The good news is that photokeratitis is temporary. Symptoms usually last 6 to 24 hours and almost always resolve within 48 hours. It’s preventable with wraparound sunglasses that block UV rays or, for welders, appropriate shielding.
Pain Behind the Eye
Pain that feels like it’s coming from deep behind the eye often isn’t an eye problem at all. Migraines and cluster headaches are the most common culprits.
Cluster headaches are especially striking. They produce burning, sharp, or stabbing pain on one side of the face, centered around the eye and temple. The affected eye often turns red, waters excessively, and the eyelid may droop or swell. These headaches come in clusters, striking one or more times a day for weeks or months, then disappearing. They’re linked to the sudden release of histamine and serotonin near the trigeminal nerve, a major pain pathway in the face, and may involve the hypothalamus, which regulates your body’s internal clock.
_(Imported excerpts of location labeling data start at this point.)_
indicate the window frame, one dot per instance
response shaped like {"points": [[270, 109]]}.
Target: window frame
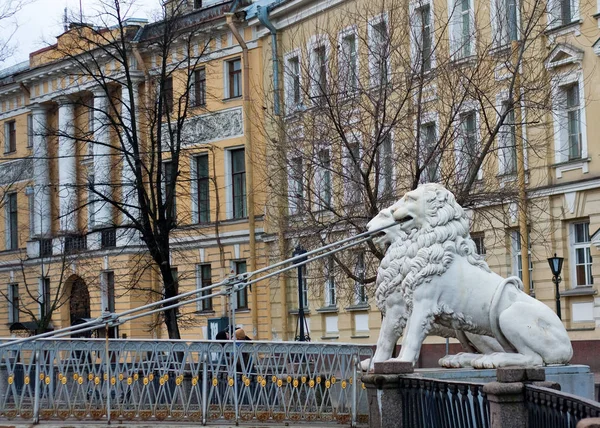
{"points": [[293, 81], [233, 78], [349, 63], [573, 247], [10, 136], [11, 211], [241, 295], [204, 279]]}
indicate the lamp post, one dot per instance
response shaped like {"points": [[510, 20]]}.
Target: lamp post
{"points": [[556, 267], [301, 335]]}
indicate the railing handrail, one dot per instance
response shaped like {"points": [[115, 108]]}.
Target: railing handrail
{"points": [[563, 395]]}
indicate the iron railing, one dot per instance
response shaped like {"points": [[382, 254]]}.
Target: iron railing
{"points": [[93, 380], [549, 408], [433, 403]]}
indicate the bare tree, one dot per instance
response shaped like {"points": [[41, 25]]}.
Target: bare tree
{"points": [[144, 81], [378, 99]]}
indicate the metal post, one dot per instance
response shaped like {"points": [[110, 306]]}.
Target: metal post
{"points": [[354, 409], [556, 280], [36, 402], [204, 388], [233, 302], [301, 318], [107, 336]]}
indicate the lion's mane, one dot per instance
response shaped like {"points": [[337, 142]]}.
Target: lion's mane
{"points": [[428, 251]]}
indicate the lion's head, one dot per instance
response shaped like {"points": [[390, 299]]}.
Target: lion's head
{"points": [[432, 230], [389, 235]]}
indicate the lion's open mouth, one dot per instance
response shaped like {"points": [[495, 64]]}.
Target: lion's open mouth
{"points": [[404, 219]]}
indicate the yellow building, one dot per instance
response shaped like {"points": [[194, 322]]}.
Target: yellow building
{"points": [[71, 116], [376, 97]]}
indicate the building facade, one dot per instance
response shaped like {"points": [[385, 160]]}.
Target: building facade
{"points": [[79, 118]]}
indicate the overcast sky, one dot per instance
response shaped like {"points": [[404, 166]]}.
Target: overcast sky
{"points": [[41, 21]]}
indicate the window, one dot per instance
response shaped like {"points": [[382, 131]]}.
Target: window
{"points": [[430, 159], [563, 12], [292, 83], [467, 148], [331, 295], [31, 208], [75, 243], [10, 137], [323, 180], [379, 57], [517, 263], [198, 91], [349, 63], [508, 141], [202, 189], [296, 187], [234, 82], [385, 165], [91, 202], [505, 21], [238, 179], [45, 247], [13, 303], [572, 111], [319, 74], [169, 196], [422, 39], [29, 130], [242, 295], [580, 252], [166, 94], [359, 285], [108, 304], [12, 231], [44, 299], [479, 239], [204, 279], [461, 29], [108, 238], [353, 173]]}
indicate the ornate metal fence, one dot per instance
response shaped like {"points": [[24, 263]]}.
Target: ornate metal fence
{"points": [[549, 408], [432, 403], [180, 380]]}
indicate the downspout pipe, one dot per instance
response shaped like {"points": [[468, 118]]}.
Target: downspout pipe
{"points": [[249, 163], [263, 17]]}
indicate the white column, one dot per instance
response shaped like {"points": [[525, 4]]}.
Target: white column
{"points": [[102, 160], [67, 172], [41, 173], [128, 182]]}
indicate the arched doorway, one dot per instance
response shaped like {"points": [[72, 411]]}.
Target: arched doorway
{"points": [[79, 301]]}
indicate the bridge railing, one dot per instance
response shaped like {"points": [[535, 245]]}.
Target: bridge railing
{"points": [[94, 380]]}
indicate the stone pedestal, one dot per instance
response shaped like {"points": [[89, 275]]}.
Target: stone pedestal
{"points": [[384, 395]]}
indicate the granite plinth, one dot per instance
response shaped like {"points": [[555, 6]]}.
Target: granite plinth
{"points": [[574, 379]]}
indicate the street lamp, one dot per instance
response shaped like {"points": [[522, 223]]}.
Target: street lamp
{"points": [[301, 327], [556, 267]]}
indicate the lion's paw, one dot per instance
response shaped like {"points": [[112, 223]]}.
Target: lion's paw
{"points": [[462, 359]]}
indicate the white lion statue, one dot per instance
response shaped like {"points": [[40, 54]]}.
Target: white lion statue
{"points": [[431, 281]]}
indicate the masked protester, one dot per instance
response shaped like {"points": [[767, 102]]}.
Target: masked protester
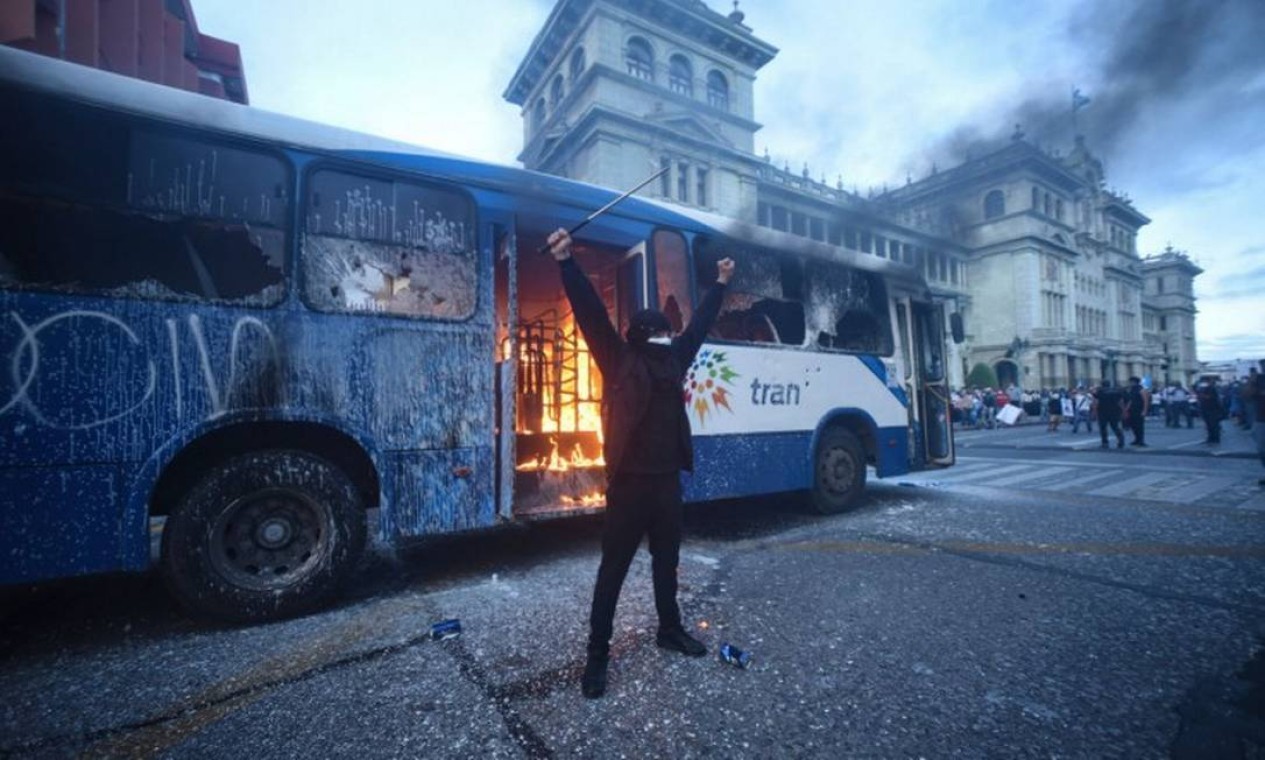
{"points": [[647, 444]]}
Migraines can also cause pain around and behind the eye, usually alongside throbbing pain on one side of the head, nausea, and sensitivity to light and sound. Sinus infections are another source of deep, pressure-like eye pain, typically accompanied by congestion and facial tenderness.
Acute Angle-Closure Glaucoma
This is the eye pain emergency most people have never heard of. Acute angle-closure glaucoma happens when the drainage system inside your eye suddenly blocks, causing pressure to spike rapidly. It causes severe eye pain, a bad headache, nausea or vomiting, blurred vision, halos or colored rings around lights, and eye redness.
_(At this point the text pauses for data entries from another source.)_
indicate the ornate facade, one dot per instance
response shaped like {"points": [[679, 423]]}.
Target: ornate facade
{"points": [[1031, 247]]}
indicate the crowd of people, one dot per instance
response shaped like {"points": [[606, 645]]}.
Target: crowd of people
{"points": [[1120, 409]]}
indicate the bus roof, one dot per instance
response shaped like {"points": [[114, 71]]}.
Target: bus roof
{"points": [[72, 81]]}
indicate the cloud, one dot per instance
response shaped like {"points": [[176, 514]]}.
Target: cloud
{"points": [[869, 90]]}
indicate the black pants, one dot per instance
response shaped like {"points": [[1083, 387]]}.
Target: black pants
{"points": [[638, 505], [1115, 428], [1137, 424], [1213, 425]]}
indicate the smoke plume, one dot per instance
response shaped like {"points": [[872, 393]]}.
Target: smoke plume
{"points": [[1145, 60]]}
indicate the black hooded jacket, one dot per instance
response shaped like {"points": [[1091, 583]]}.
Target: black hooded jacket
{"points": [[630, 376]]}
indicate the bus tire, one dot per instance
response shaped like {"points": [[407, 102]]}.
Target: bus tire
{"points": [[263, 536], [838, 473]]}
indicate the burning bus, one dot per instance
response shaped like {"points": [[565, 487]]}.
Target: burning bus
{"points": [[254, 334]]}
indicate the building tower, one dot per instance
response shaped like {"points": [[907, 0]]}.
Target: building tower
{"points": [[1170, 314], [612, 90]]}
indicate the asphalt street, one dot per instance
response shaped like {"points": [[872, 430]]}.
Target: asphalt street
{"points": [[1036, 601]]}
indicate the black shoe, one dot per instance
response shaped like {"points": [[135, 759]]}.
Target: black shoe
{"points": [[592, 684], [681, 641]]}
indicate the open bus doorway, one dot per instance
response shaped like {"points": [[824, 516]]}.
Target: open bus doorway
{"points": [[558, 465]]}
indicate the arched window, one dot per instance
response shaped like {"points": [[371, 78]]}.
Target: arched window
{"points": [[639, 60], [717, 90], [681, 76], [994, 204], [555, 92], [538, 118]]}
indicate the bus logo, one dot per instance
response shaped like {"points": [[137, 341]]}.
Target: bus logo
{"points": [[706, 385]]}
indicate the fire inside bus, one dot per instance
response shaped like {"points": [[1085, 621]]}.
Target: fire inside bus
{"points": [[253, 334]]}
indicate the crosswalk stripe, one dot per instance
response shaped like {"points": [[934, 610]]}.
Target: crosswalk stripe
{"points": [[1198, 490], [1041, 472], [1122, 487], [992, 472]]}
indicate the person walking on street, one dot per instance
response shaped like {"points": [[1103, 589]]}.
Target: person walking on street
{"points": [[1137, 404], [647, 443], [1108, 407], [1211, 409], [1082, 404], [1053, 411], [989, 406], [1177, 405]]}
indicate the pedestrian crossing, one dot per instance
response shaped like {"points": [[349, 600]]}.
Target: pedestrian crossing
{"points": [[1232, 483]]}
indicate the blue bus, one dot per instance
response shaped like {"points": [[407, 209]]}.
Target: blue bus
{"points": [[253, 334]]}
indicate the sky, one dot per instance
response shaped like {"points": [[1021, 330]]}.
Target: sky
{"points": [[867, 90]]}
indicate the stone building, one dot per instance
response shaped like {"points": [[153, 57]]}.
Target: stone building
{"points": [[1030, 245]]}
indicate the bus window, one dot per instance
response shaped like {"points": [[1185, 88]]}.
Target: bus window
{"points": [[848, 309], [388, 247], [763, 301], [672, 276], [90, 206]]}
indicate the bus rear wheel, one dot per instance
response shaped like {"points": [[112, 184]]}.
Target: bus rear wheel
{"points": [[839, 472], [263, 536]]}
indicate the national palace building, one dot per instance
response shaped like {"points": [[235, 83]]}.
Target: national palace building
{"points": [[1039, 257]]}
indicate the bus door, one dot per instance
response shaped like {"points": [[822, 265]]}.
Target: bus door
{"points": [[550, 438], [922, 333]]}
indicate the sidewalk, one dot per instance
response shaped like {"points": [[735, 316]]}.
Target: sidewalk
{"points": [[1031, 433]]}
Unlike the more common open-angle glaucoma, which develops slowly and painlessly over years, angle-closure glaucoma is sudden and unmistakable. It can permanently damage your optic nerve within hours if untreated. If you experience severe eye pain with nausea, vomiting, or halos around lights, treat it as an emergency.
When Eye Pain Is an Emergency
Most eye pain resolves on its own or with simple measures like rest, lubricating drops, or avoiding triggers. But certain combinations of symptoms require immediate medical attention:
- Severe pain with headache, fever, or light sensitivity
- Sudden vision changes
- Nausea or vomiting alongside eye pain
- Chemical splash or embedded foreign object
- Halos around lights
- Swelling in or around the eye
- Inability to move the eye or keep it open
- Blood or pus coming from the eye
Any of these warrants a call to an ophthalmologist or a trip to the emergency room. Eye pain that’s mild, comes and goes, and isn’t paired with vision changes is far less likely to be dangerous, but persistent discomfort lasting more than a couple of days is still worth getting checked.